Histoire des Bijoux
alexandra giuguleaDepuis l’époque où les grottes étaient considérées comme des biens immobiliers de luxe, les êtres humains ont ressenti le besoin de se parer...
Avec les maigres ressources à portée de main, nos prédécesseurs cherchaient à se mettre en valeur en portant des bijoux en os, en dents, en coquillages et bien d’autres encore.
Avec le temps, de nouveaux matériaux précieux ont commencé à être utilisés tout au long de cette histoire des bijoux pour créer des accessoires bien plus complexes. Contre toute attente, l’or, le métal le plus noble, fut le premier sur la liste des découvertes. Grâce à des qualités telles que sa malléabilité, sa couleur singulière et sa résistance à l’oxydation, il est rapidement devenu le matériau favori de toutes les civilisations avancées.
Les débuts de l’histoire des bijoux
Qu’ils cherchent à étaler leur richesse ou à satisfaire un désir purement esthétique, le besoin de posséder des pièces toujours plus impressionnantes a poussé les artisans à se surpasser. La technologie rudimentaire les a amenés à développer de nouvelles techniques comme le filigrane et la granulation. Celles-ci ont donné naissance à des bijoux fins, à l’allure délicatement dentelée.
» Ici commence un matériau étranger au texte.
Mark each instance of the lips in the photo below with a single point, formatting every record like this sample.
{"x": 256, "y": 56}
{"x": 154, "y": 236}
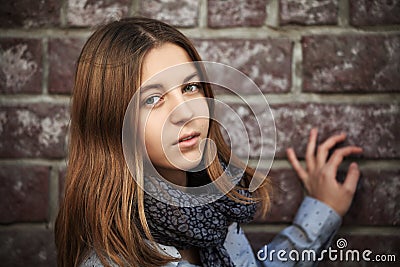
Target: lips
{"x": 185, "y": 138}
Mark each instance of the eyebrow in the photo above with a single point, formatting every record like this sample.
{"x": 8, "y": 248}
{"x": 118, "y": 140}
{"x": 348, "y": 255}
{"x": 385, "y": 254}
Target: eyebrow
{"x": 188, "y": 78}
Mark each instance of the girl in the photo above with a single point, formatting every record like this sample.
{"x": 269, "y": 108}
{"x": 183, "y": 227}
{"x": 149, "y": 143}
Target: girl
{"x": 106, "y": 218}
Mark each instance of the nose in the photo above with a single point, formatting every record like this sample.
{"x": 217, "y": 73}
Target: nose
{"x": 181, "y": 111}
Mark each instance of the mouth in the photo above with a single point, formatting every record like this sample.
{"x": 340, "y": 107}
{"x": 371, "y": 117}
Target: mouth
{"x": 188, "y": 140}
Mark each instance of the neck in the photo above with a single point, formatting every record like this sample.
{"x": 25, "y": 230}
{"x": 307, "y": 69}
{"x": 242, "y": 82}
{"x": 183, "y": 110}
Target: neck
{"x": 177, "y": 177}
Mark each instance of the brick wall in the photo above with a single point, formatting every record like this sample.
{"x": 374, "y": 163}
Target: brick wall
{"x": 334, "y": 64}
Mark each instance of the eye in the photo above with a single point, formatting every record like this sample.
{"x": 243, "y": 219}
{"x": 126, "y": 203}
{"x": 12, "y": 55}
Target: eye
{"x": 192, "y": 87}
{"x": 152, "y": 100}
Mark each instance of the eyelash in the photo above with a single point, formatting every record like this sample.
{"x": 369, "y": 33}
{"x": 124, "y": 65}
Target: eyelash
{"x": 197, "y": 85}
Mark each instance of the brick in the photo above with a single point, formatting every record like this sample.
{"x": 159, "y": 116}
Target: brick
{"x": 63, "y": 56}
{"x": 177, "y": 13}
{"x": 236, "y": 13}
{"x": 20, "y": 66}
{"x": 374, "y": 127}
{"x": 25, "y": 193}
{"x": 308, "y": 12}
{"x": 378, "y": 244}
{"x": 27, "y": 247}
{"x": 266, "y": 62}
{"x": 374, "y": 12}
{"x": 286, "y": 197}
{"x": 377, "y": 200}
{"x": 82, "y": 13}
{"x": 351, "y": 63}
{"x": 33, "y": 130}
{"x": 29, "y": 14}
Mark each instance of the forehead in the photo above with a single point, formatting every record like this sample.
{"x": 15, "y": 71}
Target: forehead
{"x": 161, "y": 58}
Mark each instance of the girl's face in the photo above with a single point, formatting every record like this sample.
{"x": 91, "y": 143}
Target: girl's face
{"x": 174, "y": 115}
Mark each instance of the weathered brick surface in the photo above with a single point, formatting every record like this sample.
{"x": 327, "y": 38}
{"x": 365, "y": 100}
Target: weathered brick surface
{"x": 90, "y": 12}
{"x": 20, "y": 65}
{"x": 368, "y": 63}
{"x": 374, "y": 12}
{"x": 266, "y": 62}
{"x": 378, "y": 196}
{"x": 24, "y": 193}
{"x": 377, "y": 193}
{"x": 33, "y": 130}
{"x": 308, "y": 12}
{"x": 378, "y": 244}
{"x": 178, "y": 13}
{"x": 63, "y": 56}
{"x": 374, "y": 127}
{"x": 29, "y": 14}
{"x": 27, "y": 247}
{"x": 286, "y": 197}
{"x": 236, "y": 13}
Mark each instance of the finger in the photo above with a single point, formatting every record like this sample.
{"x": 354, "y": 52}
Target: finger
{"x": 310, "y": 158}
{"x": 296, "y": 164}
{"x": 323, "y": 149}
{"x": 339, "y": 154}
{"x": 352, "y": 177}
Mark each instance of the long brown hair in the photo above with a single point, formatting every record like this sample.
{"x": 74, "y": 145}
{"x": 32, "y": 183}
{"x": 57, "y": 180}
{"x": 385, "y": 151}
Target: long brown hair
{"x": 102, "y": 202}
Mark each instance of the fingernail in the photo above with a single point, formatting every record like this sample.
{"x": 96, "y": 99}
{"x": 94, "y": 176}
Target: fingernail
{"x": 353, "y": 165}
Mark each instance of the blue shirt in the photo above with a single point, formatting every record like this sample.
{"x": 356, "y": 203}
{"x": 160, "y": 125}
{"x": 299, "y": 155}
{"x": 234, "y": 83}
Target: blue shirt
{"x": 313, "y": 228}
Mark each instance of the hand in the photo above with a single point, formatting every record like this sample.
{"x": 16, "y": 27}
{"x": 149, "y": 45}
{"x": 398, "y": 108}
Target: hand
{"x": 320, "y": 177}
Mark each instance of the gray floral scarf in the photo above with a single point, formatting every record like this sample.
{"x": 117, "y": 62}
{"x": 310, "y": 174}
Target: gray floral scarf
{"x": 203, "y": 227}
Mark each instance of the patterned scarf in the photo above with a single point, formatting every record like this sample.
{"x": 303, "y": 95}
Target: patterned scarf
{"x": 203, "y": 227}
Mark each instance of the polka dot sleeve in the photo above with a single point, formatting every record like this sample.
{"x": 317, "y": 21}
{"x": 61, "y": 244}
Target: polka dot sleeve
{"x": 313, "y": 229}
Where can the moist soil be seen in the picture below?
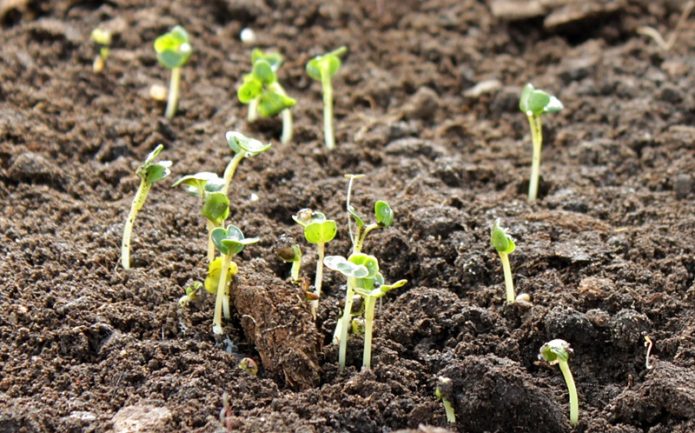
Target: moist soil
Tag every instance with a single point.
(606, 253)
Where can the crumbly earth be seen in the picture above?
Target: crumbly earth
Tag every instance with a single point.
(606, 254)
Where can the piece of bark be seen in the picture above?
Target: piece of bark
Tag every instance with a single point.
(276, 319)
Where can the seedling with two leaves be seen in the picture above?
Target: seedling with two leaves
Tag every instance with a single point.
(318, 231)
(149, 172)
(534, 103)
(173, 51)
(263, 93)
(322, 68)
(365, 280)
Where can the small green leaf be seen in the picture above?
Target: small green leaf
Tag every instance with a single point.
(555, 351)
(383, 213)
(340, 264)
(500, 240)
(250, 89)
(238, 142)
(173, 48)
(320, 232)
(216, 207)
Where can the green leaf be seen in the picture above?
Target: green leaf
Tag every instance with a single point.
(250, 89)
(500, 240)
(272, 103)
(383, 213)
(173, 48)
(264, 72)
(216, 207)
(320, 232)
(555, 351)
(349, 269)
(238, 142)
(536, 102)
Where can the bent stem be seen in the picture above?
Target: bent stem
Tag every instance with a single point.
(572, 389)
(369, 306)
(221, 293)
(535, 123)
(138, 203)
(345, 323)
(318, 282)
(508, 281)
(173, 100)
(327, 109)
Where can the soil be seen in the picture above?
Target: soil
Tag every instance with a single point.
(606, 254)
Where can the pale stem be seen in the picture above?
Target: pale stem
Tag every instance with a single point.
(138, 203)
(369, 307)
(173, 99)
(327, 110)
(572, 389)
(508, 281)
(318, 282)
(537, 138)
(345, 323)
(221, 292)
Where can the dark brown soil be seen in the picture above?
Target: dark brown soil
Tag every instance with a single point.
(606, 254)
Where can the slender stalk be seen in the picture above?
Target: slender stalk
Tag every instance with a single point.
(345, 323)
(230, 170)
(327, 109)
(138, 203)
(508, 281)
(221, 292)
(537, 137)
(318, 282)
(369, 306)
(252, 114)
(173, 99)
(574, 400)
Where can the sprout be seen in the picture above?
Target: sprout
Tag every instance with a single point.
(323, 68)
(149, 173)
(102, 38)
(292, 255)
(504, 244)
(214, 204)
(173, 51)
(264, 94)
(243, 147)
(318, 231)
(229, 242)
(558, 352)
(534, 103)
(443, 392)
(382, 213)
(364, 279)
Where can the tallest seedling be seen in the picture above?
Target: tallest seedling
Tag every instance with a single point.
(322, 68)
(173, 51)
(534, 103)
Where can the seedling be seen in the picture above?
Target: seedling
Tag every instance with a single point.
(504, 244)
(318, 231)
(214, 204)
(173, 51)
(264, 94)
(243, 147)
(534, 103)
(322, 68)
(102, 38)
(364, 279)
(558, 352)
(382, 213)
(149, 172)
(229, 242)
(292, 255)
(443, 393)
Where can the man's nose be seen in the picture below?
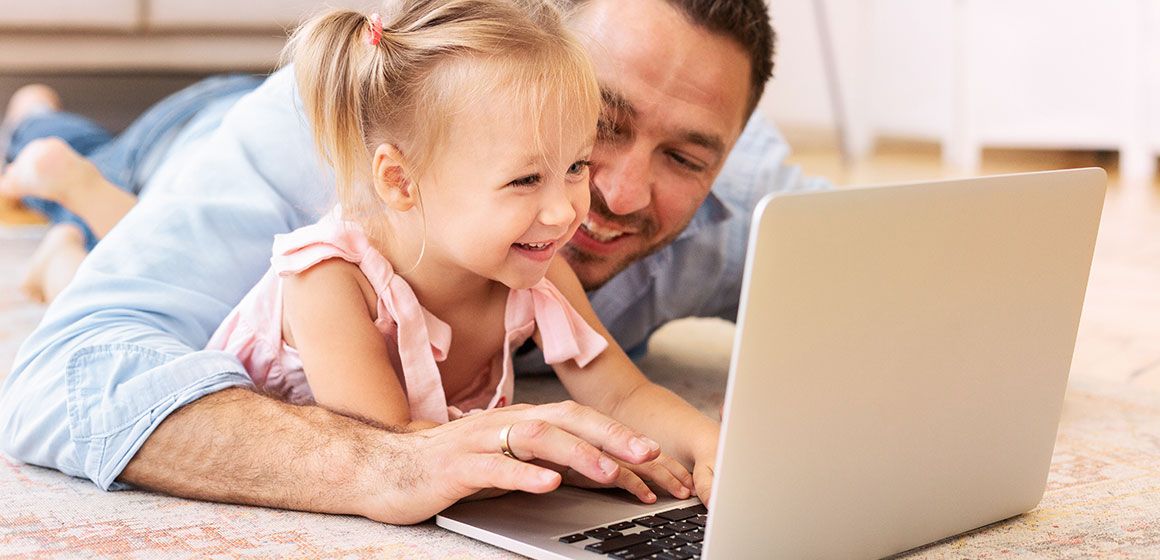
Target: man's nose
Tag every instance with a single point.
(624, 181)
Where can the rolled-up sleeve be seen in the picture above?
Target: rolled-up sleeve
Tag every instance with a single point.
(122, 347)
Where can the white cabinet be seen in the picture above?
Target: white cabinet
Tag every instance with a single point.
(1068, 74)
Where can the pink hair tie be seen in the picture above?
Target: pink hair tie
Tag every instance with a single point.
(376, 30)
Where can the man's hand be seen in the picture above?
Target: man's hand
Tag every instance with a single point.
(664, 472)
(455, 460)
(238, 446)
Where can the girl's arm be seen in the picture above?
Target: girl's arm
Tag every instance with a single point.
(615, 386)
(330, 318)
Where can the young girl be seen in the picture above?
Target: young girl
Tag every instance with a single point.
(458, 131)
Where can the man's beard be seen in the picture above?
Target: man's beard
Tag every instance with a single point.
(645, 227)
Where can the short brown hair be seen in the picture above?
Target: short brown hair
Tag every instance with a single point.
(744, 21)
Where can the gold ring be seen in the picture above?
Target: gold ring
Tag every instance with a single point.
(505, 445)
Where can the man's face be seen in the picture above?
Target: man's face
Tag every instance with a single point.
(675, 102)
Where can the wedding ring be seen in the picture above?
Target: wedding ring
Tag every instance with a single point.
(505, 445)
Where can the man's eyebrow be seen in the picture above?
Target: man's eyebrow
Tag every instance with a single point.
(616, 102)
(712, 143)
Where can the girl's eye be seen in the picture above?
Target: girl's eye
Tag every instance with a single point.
(526, 181)
(579, 167)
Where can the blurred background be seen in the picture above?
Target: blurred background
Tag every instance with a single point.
(952, 80)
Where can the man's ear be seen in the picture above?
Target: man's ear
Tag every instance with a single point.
(391, 181)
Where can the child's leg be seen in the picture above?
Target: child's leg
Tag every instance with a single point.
(55, 262)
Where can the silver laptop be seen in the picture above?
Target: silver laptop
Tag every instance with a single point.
(897, 378)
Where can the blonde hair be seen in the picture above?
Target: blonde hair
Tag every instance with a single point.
(433, 57)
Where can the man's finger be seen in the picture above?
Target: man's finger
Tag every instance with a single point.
(703, 482)
(636, 486)
(537, 440)
(661, 475)
(602, 431)
(484, 471)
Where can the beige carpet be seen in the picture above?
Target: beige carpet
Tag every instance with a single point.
(1102, 500)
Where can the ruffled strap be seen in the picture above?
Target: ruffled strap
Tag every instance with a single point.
(564, 334)
(423, 339)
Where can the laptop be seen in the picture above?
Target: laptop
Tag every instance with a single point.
(897, 378)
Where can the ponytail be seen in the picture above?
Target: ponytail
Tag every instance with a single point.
(401, 88)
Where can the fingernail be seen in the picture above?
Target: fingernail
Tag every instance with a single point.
(643, 445)
(607, 465)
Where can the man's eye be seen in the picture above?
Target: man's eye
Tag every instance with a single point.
(686, 162)
(526, 181)
(579, 167)
(607, 129)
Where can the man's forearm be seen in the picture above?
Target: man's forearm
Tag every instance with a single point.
(239, 446)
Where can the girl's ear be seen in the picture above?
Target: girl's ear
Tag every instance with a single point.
(390, 179)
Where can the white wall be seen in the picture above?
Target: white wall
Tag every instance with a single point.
(973, 73)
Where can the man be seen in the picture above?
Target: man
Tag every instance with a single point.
(113, 387)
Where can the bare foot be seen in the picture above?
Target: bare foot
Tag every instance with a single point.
(55, 263)
(48, 168)
(30, 100)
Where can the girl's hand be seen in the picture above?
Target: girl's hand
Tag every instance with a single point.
(703, 477)
(664, 472)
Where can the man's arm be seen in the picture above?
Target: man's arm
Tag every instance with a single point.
(238, 446)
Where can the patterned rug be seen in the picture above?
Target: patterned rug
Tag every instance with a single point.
(1102, 499)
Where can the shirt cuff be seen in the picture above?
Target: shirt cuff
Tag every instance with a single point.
(120, 393)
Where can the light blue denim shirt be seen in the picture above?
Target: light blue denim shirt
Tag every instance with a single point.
(121, 348)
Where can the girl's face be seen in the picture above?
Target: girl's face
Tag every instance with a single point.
(497, 202)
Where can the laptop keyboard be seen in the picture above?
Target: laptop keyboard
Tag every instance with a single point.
(672, 535)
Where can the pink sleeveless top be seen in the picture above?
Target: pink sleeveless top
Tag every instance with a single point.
(418, 339)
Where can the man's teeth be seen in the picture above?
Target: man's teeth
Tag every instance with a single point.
(600, 233)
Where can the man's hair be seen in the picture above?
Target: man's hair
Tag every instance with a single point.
(744, 21)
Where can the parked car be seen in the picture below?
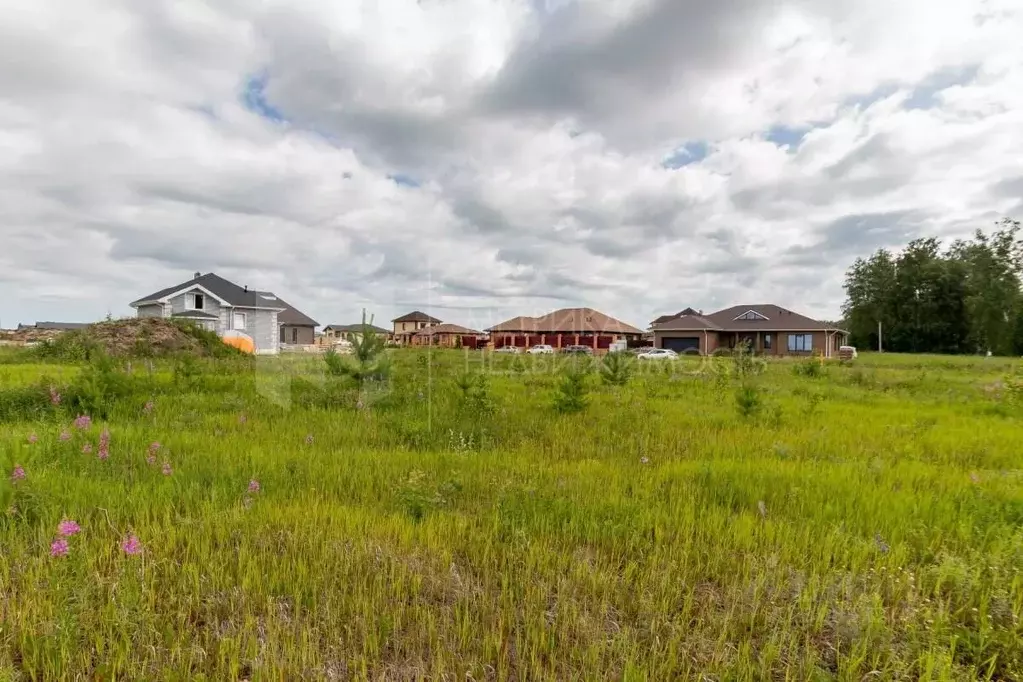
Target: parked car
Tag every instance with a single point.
(580, 350)
(658, 354)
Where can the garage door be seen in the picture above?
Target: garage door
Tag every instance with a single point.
(682, 344)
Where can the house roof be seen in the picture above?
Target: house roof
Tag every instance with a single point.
(448, 329)
(195, 314)
(568, 320)
(769, 318)
(416, 316)
(686, 323)
(665, 318)
(355, 327)
(237, 297)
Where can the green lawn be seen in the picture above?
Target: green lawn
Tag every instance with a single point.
(862, 524)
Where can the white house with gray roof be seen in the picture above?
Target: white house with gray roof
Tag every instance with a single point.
(219, 305)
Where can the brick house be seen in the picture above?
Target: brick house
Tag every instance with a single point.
(768, 329)
(569, 326)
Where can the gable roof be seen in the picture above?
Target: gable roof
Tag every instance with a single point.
(568, 320)
(232, 294)
(686, 323)
(356, 328)
(665, 318)
(416, 316)
(448, 328)
(771, 318)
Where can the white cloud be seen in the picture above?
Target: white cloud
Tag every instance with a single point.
(134, 149)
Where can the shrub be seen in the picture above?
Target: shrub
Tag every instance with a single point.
(571, 396)
(616, 369)
(748, 401)
(810, 368)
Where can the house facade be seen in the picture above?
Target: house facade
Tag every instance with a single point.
(766, 329)
(218, 305)
(351, 332)
(569, 326)
(407, 325)
(448, 335)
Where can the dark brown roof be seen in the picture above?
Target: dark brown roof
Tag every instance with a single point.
(687, 323)
(770, 318)
(448, 329)
(239, 297)
(416, 316)
(568, 320)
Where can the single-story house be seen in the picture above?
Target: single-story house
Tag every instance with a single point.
(351, 332)
(54, 326)
(449, 335)
(767, 329)
(221, 306)
(569, 326)
(406, 325)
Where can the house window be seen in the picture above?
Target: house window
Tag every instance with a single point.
(800, 343)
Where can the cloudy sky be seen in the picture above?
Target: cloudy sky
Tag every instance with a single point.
(486, 158)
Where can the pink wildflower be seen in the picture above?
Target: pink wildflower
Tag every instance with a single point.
(68, 528)
(131, 546)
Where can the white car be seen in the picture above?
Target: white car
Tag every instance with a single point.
(658, 354)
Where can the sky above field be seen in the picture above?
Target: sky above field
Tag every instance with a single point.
(486, 158)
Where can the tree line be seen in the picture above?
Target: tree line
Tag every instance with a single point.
(964, 299)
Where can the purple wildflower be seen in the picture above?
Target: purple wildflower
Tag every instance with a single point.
(131, 546)
(68, 528)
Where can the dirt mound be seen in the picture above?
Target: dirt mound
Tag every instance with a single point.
(137, 337)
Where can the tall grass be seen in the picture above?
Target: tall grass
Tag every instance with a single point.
(863, 523)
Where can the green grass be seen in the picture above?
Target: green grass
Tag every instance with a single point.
(865, 524)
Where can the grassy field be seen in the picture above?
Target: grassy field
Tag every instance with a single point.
(707, 520)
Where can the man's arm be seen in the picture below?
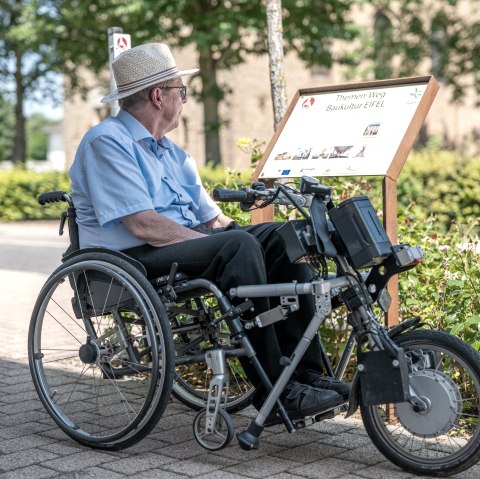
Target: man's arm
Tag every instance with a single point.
(220, 221)
(156, 229)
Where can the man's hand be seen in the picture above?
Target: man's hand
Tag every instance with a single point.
(156, 229)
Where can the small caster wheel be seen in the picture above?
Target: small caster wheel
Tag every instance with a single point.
(221, 433)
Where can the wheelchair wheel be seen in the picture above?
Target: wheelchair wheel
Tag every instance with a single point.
(445, 439)
(100, 351)
(219, 435)
(192, 336)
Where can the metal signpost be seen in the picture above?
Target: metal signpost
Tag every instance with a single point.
(118, 42)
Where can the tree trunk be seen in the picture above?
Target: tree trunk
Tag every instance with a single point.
(276, 60)
(211, 97)
(19, 146)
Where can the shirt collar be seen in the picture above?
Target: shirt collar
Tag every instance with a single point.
(136, 129)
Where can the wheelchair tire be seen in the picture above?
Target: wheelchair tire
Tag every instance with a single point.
(444, 439)
(100, 351)
(192, 336)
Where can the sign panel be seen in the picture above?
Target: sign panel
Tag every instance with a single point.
(343, 132)
(121, 42)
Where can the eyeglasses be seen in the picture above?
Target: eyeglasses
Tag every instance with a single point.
(183, 90)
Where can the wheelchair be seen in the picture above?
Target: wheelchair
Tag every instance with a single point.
(108, 347)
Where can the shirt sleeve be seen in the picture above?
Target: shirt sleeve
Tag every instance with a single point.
(116, 185)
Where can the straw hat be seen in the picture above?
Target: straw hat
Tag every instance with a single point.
(141, 67)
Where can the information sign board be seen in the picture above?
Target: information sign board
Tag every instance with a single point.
(121, 42)
(348, 130)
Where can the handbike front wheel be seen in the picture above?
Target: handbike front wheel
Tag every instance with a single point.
(100, 351)
(445, 439)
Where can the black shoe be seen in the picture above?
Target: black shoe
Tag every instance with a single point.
(312, 378)
(301, 400)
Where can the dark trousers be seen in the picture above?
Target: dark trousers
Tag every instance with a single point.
(235, 256)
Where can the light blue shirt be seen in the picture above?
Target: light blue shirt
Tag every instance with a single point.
(120, 169)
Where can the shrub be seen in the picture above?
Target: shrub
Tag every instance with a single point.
(20, 189)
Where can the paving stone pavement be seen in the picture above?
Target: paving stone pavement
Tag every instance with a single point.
(32, 446)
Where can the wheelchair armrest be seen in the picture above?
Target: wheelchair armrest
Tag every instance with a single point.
(118, 254)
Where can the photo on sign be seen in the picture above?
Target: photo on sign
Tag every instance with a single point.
(322, 153)
(302, 154)
(283, 156)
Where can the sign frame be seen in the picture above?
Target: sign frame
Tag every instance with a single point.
(389, 186)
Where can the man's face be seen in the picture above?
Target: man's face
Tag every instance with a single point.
(172, 105)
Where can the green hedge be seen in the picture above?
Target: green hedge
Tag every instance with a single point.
(19, 191)
(442, 184)
(435, 189)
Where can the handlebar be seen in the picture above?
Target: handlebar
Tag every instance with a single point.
(54, 197)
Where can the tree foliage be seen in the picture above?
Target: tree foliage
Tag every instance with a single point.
(222, 33)
(28, 58)
(443, 35)
(40, 37)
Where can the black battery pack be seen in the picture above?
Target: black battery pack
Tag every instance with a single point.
(361, 232)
Peu à peu, les pierres précieuses ont elles aussi été intégrées dans des bagues, bracelets, colliers et autres bijoux. Par exemple, les Sumériens, l’une des plus anciennes civilisations connues, avaient un faible pour Lapis Lazuli. Cette pierre d’un bleu profond, aux veinures dorées, a envoûté philosophes et poètes.
Bien souvent toutefois, elles jouaient aussi un rôle pratique. Les plis des robes et d’autres vêtements avaient besoin de maintien, et l’occasion de les orner à sa guise n’a pas été manquée. Des bijoux rappelant des broches ou l’extrémité d’une ceinture étaient fréquemment décorés selon le port local.
Avec l’avènement du Moyen Âge dans l’histoire des bijoux, on a commencé à accorder davantage d’attention à l’habillement et, par conséquent, aux parures. Une pratique populaire au sein de la noblesse qui pouvait se permettre ce luxe consistait à graver les pièces d’inscriptions.

Par exemple, cette broche en or, datant du XIIIe siècle, est gravée du texte : « Je suis une broche qui gardera cette poitrine afin qu’aucun filou ne puisse y poser la main. »
La beauté comme la valeur de ces objets en font des présents idéaux.
Le cadeau parfait…
Souvent, les amoureux s’offraient de petits symboles de leur amour. Des broches en forme de cœur ou des bagues portaient fréquemment des inscriptions ou de courtes citations reflétant les sentiments derrière le présent. « Mon cœur t’appartient », « Inséparables » ou « Tout mon cœur est à toi pour l’éternité » n’en sont que quelques exemples.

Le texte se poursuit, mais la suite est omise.